# Rave Signature blend - resting?



## gingerneil (Aug 21, 2014)

I just taken delivery of 1kg of Rave Signature that was roasted yesterday. This is the freshest coffee I've ever had.... How long does it need to rest before being used for espresso?


----------



## Mrboots2u (May 10, 2013)

Should be OK from 5 days in terms of getting repeatable shots. Regular buyers I think will relate taste improves at 10 .


----------



## Spazbarista (Dec 6, 2011)

I'd put 250g of it in the hopper and shove the rest in the freezer


----------



## gingerneil (Aug 21, 2014)

It'll likely only last a fortnight, 3 weeks at the most. So I'm not sure if it's worth freezing.

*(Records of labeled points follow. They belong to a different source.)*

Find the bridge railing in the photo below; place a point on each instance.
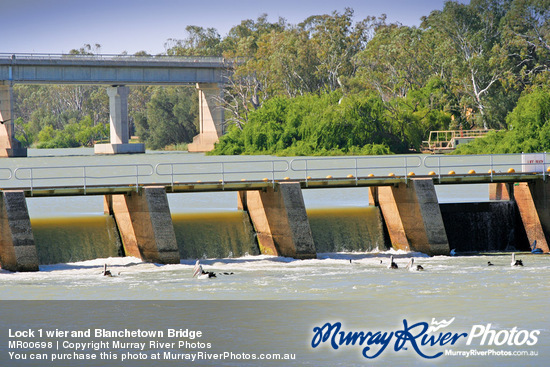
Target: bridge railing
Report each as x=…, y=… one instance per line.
x=357, y=166
x=5, y=174
x=84, y=176
x=222, y=172
x=112, y=57
x=484, y=163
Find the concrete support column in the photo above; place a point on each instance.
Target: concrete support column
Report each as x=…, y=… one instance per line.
x=145, y=225
x=17, y=247
x=118, y=106
x=211, y=118
x=280, y=220
x=413, y=217
x=119, y=127
x=533, y=201
x=9, y=146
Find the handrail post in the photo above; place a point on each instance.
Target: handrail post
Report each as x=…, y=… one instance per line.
x=137, y=178
x=273, y=173
x=356, y=172
x=84, y=178
x=32, y=183
x=172, y=175
x=307, y=181
x=439, y=168
x=406, y=174
x=544, y=167
x=491, y=168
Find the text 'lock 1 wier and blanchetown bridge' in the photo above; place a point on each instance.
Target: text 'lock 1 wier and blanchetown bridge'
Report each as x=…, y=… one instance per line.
x=116, y=72
x=270, y=191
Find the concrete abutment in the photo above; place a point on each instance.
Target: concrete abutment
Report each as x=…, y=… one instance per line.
x=9, y=146
x=533, y=203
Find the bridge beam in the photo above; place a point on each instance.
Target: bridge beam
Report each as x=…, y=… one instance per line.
x=9, y=146
x=412, y=215
x=119, y=126
x=280, y=220
x=145, y=225
x=211, y=118
x=17, y=247
x=533, y=201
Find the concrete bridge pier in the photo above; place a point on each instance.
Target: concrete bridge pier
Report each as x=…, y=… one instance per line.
x=119, y=126
x=211, y=118
x=533, y=202
x=145, y=225
x=280, y=220
x=412, y=216
x=9, y=146
x=17, y=247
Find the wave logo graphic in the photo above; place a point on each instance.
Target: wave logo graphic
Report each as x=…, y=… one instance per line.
x=439, y=325
x=420, y=337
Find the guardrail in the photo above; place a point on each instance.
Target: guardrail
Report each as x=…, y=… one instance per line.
x=226, y=170
x=222, y=172
x=490, y=163
x=360, y=166
x=111, y=57
x=83, y=174
x=3, y=171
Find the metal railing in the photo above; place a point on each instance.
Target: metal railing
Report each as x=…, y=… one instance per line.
x=3, y=172
x=489, y=163
x=111, y=57
x=221, y=171
x=82, y=175
x=360, y=166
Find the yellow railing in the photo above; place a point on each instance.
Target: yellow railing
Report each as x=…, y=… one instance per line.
x=445, y=140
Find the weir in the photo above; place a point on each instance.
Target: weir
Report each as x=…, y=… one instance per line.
x=274, y=213
x=208, y=74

I've got a few cheapo supermarket beans left that bought to use when getting used to my grinder. I'll work through those and cons back to the Rave batch mid week.


----------



## gingerneil (Aug 21, 2014)

Duplicate post


----------



## urbanbumpkin (Jan 30, 2013)

I'd say Raves stuff tends to come into its own in 10 days. Agree with at least 5 days rest.

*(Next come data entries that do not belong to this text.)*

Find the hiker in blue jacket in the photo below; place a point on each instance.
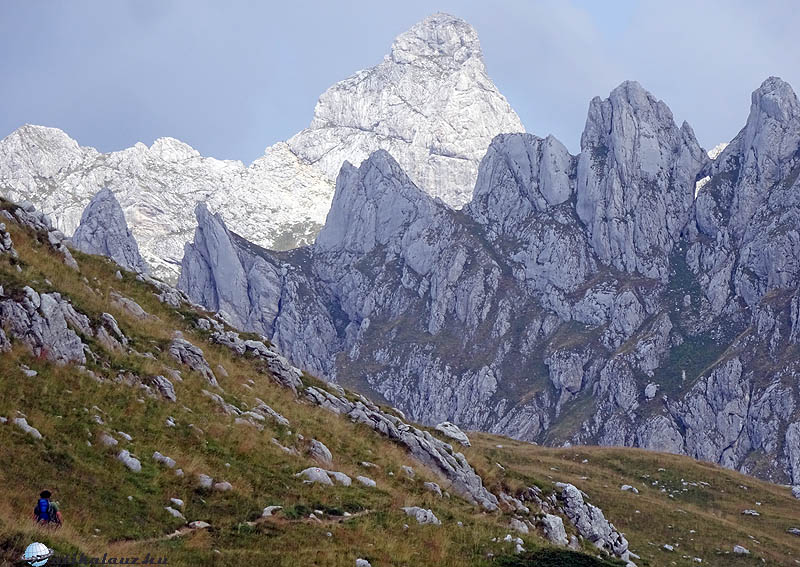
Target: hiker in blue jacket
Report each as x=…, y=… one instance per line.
x=47, y=512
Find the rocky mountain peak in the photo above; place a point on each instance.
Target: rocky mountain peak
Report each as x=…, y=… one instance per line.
x=520, y=174
x=103, y=231
x=636, y=179
x=429, y=103
x=172, y=150
x=440, y=39
x=373, y=205
x=772, y=131
x=47, y=150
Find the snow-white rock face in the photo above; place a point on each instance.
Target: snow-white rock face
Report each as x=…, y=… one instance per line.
x=103, y=231
x=430, y=103
x=278, y=201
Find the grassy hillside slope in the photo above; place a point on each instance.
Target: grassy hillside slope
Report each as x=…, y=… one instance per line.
x=111, y=510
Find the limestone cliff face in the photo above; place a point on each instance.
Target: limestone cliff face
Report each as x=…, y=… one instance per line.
x=103, y=231
x=636, y=179
x=430, y=103
x=575, y=299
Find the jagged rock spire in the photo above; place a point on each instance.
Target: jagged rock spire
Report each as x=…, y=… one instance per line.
x=636, y=179
x=521, y=174
x=103, y=230
x=374, y=204
x=429, y=103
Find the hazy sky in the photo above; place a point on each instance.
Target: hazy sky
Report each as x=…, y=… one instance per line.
x=232, y=77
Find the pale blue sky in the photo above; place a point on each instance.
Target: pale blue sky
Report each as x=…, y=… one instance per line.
x=232, y=77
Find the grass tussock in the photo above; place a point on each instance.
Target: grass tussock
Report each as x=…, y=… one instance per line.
x=109, y=509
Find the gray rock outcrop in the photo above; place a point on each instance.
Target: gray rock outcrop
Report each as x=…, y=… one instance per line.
x=554, y=529
x=41, y=323
x=320, y=453
x=591, y=523
x=104, y=231
x=422, y=515
x=593, y=288
x=186, y=353
x=452, y=431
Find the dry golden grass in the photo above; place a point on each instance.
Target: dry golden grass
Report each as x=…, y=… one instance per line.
x=94, y=488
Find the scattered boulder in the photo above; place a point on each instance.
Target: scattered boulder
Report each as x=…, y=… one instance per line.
x=199, y=525
x=519, y=526
x=128, y=305
x=452, y=431
x=591, y=523
x=40, y=323
x=554, y=529
x=6, y=245
x=287, y=450
x=341, y=478
x=204, y=481
x=186, y=353
x=22, y=423
x=109, y=334
x=107, y=441
x=164, y=460
x=320, y=453
x=175, y=513
x=130, y=461
x=164, y=387
x=229, y=409
x=315, y=475
x=27, y=371
x=430, y=451
x=422, y=515
x=366, y=481
x=267, y=411
x=433, y=487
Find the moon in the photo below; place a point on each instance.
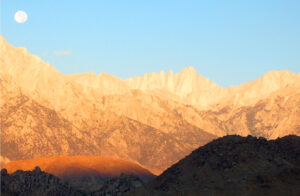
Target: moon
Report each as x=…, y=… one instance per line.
x=20, y=16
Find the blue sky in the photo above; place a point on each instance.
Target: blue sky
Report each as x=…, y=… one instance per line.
x=229, y=42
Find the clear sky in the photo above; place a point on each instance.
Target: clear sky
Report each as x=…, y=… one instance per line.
x=229, y=42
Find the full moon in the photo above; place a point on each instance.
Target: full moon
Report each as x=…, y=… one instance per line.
x=20, y=16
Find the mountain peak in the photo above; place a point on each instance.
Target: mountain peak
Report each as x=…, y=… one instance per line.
x=190, y=70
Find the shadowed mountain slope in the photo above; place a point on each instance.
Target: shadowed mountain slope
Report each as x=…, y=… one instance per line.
x=34, y=182
x=234, y=165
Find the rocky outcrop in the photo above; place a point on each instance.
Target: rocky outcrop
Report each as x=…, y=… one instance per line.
x=119, y=186
x=33, y=182
x=82, y=172
x=234, y=165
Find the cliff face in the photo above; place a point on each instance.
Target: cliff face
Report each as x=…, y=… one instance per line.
x=153, y=120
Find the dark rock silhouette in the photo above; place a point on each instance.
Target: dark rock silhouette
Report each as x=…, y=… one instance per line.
x=233, y=165
x=119, y=185
x=35, y=182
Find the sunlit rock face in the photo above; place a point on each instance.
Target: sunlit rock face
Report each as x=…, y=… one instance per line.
x=153, y=120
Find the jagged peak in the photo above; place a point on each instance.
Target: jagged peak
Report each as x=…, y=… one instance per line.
x=190, y=70
x=275, y=73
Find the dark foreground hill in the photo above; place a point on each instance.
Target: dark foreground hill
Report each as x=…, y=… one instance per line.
x=233, y=165
x=35, y=182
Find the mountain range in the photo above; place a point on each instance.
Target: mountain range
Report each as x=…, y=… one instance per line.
x=153, y=120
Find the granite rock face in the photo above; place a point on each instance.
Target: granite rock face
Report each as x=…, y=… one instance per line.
x=154, y=120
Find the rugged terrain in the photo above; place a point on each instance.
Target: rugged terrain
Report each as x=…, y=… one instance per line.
x=82, y=172
x=153, y=120
x=233, y=165
x=34, y=182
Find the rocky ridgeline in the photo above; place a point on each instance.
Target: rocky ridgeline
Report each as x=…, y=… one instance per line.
x=119, y=185
x=35, y=182
x=234, y=165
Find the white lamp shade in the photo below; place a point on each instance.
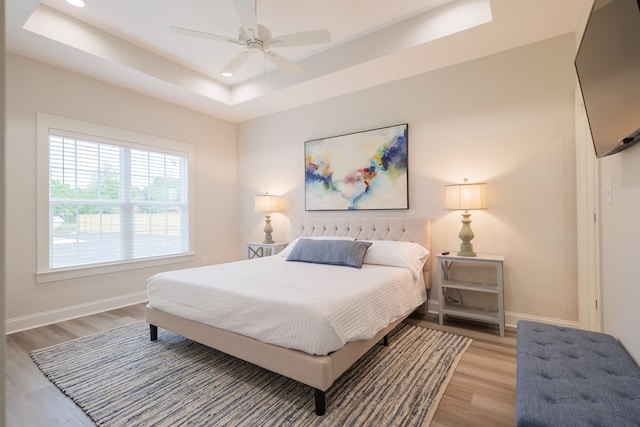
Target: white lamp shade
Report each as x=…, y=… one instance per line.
x=267, y=203
x=465, y=196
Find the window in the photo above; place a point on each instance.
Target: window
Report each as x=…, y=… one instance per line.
x=112, y=197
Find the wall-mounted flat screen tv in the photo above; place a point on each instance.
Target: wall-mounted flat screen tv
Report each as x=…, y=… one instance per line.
x=608, y=67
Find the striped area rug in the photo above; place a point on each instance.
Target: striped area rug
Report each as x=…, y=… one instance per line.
x=120, y=378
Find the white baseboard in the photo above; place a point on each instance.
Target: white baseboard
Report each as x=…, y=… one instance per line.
x=511, y=319
x=31, y=321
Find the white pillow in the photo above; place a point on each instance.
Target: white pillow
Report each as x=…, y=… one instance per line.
x=286, y=251
x=397, y=254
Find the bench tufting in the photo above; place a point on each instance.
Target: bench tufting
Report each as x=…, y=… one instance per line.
x=570, y=377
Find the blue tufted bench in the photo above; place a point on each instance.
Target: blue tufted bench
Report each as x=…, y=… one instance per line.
x=570, y=377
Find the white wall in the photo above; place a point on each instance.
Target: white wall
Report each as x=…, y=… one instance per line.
x=619, y=236
x=34, y=87
x=507, y=119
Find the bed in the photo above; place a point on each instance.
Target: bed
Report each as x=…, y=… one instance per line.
x=166, y=309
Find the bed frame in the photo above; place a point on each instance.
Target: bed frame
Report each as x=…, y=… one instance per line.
x=318, y=372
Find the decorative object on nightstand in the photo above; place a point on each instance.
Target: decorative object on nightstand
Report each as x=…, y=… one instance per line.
x=465, y=197
x=259, y=250
x=267, y=204
x=457, y=308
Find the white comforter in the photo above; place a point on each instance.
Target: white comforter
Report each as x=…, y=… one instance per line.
x=310, y=307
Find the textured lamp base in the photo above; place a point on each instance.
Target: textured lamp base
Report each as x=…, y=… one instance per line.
x=466, y=235
x=268, y=229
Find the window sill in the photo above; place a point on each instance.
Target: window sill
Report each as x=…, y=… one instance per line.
x=95, y=270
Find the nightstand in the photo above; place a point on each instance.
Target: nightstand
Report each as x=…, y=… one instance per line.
x=457, y=309
x=259, y=250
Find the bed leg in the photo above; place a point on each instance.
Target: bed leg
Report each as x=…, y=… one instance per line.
x=153, y=332
x=321, y=401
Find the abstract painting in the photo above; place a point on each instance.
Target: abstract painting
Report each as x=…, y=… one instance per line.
x=359, y=171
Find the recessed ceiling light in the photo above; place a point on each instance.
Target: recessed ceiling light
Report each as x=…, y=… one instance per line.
x=77, y=3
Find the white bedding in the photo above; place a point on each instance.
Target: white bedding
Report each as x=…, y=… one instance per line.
x=310, y=307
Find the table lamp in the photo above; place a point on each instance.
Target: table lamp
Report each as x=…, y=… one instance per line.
x=465, y=197
x=267, y=204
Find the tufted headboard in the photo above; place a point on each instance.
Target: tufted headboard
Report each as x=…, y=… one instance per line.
x=416, y=230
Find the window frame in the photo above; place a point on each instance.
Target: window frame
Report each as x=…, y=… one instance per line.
x=99, y=133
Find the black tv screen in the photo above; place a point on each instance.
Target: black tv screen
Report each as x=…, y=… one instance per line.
x=608, y=67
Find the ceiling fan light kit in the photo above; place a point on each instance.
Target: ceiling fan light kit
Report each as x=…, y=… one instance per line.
x=257, y=40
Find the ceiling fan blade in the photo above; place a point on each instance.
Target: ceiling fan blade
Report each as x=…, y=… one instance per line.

I'm a 2 shot a day person on average (3 at the weekend), so could get through kilo a month easily.


----------



## Eyedee (Sep 13, 2010)

It changes character at 10 days, tastes like a different bean then. That was my experience with Signature blend.

Ian


----------



## gingerneil (Aug 21, 2014)

OK - thanks all.


----------